Buradan anlaşıldığı gibi, Devlet paralı veya parasız^olarak bazı
vatandaşlara iskânları için arazinin mülkiyetini devretmektedir, devir en büyük
mülkiye âmirinin belgeleri imzalaması ile tamamlanmaktadır; mülkiyet hakkı
intikal etmekte; tapuya tescil işlemi mülkiyet hakkını kurucu değil; bildirici
nitelik taşımaktadır.
4753 sayılı Kanunun yürürlükten kaldırılması veya herhangi başka
nedenlerle bu arazilerin tevzi defterlerinin işlemleri tamamlanamamış olanları
(daha önce inceleme yapılarak dağıtım işlemi reddedilmiş olanlar değil! Bkz.
Özmen, İ. Çorbalı, H. 3402 sayılı Kadastro Kanunu şerhi, 1988 Ankara, S. 1075)
Başka şart aranmaksızın hak sahipleri adına tesbit ve tescil olunacaktır, (3402
sayılı Kadastro Kanunu, madde 45, III).
Madde iskân için dağıtılan toprakları "Orman sınırları içinde
kalan ve "Orman dışına çıkarılan" topraklar olarak ayırdığından,
Anayasaya aykırılık sorunu bu ayrıma uyularak incelenecektir.

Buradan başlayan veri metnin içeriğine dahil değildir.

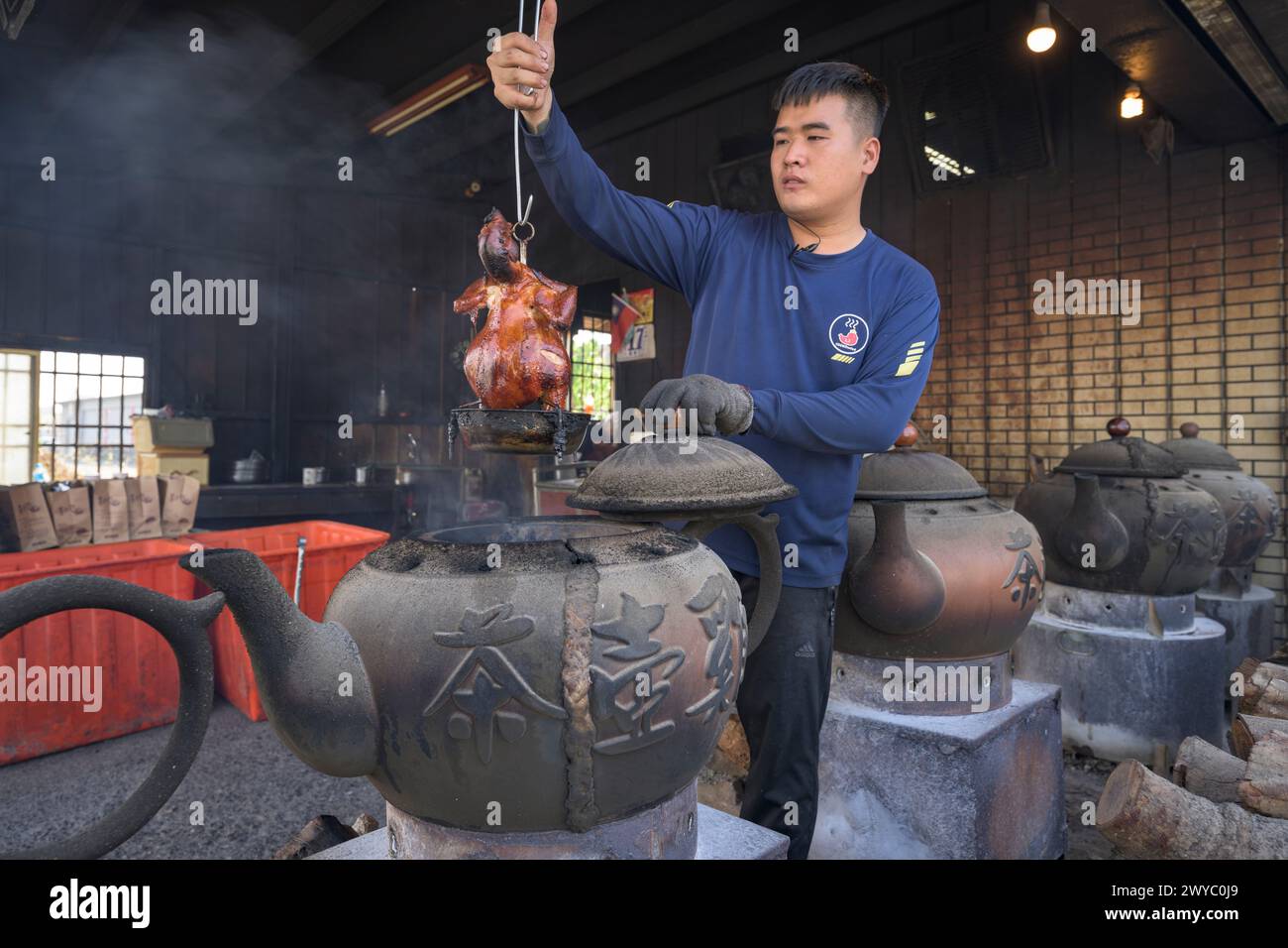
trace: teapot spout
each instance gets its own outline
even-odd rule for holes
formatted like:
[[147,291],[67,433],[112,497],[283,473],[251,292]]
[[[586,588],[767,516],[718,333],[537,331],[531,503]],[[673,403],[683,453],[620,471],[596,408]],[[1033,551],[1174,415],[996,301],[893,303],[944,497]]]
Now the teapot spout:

A) Orman sınırları içinde kalan iskân için dağıtılmış alanlar.
Orman içinde bulunup, henüz tahdit işlemi yapılmamış alanlar iskân
için verilmiş olabilir. Bu yerler kural olarak orman sayılmaz. Zira Devlet
iskân için seçtiği araziyi mevzuat gereği, orman sayılmayan yerden vermekle
yükümlüdür. Bu araziyi iskân için Devlet'ten temellük edenin de orman içinde
olmakla beraber, orman sayılmayan alandan seçilerek kendisine verildiğini
farzetmeye hakkı vardır. Nitekim:
a) 6831 sayılı Orman Kanununun 22.5.1987 tarih ve 3373 sayılı
Kanunla değişik 1. maddesinin (F) bendi "Orman sınırları içinde veya
bitişiğinde tapulu özel mülkiyette bulunan ve tarım arazisi olarak kullanılan
dağınık veya yer yer küme ve sıra halindeki her nevi ağaç ve ağaççıklarla
örtülü yerlerin ..." orman sayılmayacağını hükme bağlamıştır.

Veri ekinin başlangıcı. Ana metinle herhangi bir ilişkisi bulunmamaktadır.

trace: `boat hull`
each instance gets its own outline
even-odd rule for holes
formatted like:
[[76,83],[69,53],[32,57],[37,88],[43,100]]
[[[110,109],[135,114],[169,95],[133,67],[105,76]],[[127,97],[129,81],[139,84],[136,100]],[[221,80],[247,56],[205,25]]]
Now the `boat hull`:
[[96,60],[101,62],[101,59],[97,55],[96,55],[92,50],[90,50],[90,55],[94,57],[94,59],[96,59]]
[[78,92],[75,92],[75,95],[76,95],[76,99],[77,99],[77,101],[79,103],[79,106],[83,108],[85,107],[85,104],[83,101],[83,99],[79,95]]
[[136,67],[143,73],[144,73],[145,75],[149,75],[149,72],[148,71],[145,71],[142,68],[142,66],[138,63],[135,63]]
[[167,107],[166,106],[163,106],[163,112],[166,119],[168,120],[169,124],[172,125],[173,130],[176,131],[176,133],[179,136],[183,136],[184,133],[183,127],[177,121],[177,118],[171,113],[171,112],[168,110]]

b) 26.1.1939 tarih, 3573 sayılı Zeytinciliğin ıslahı ve
yabanilerin aşılattırılması hakkında kanun Devlet ormanları içinde veya dışında
bulunan yabani zeytinliklerin tesbit ve ilanından sonra, ilgilisinin imar etmek
üzere başvurusu üzerine, aşılayacağı miktar kendine verilir ve bu alanlar orman
kavramı dışında kalır, madde 1-4. ve 6831 sayılı Orman Kanunu, madde l
(23.9.1983 tarih, 2896 S. Kanunun 1. maddesi ile değişik).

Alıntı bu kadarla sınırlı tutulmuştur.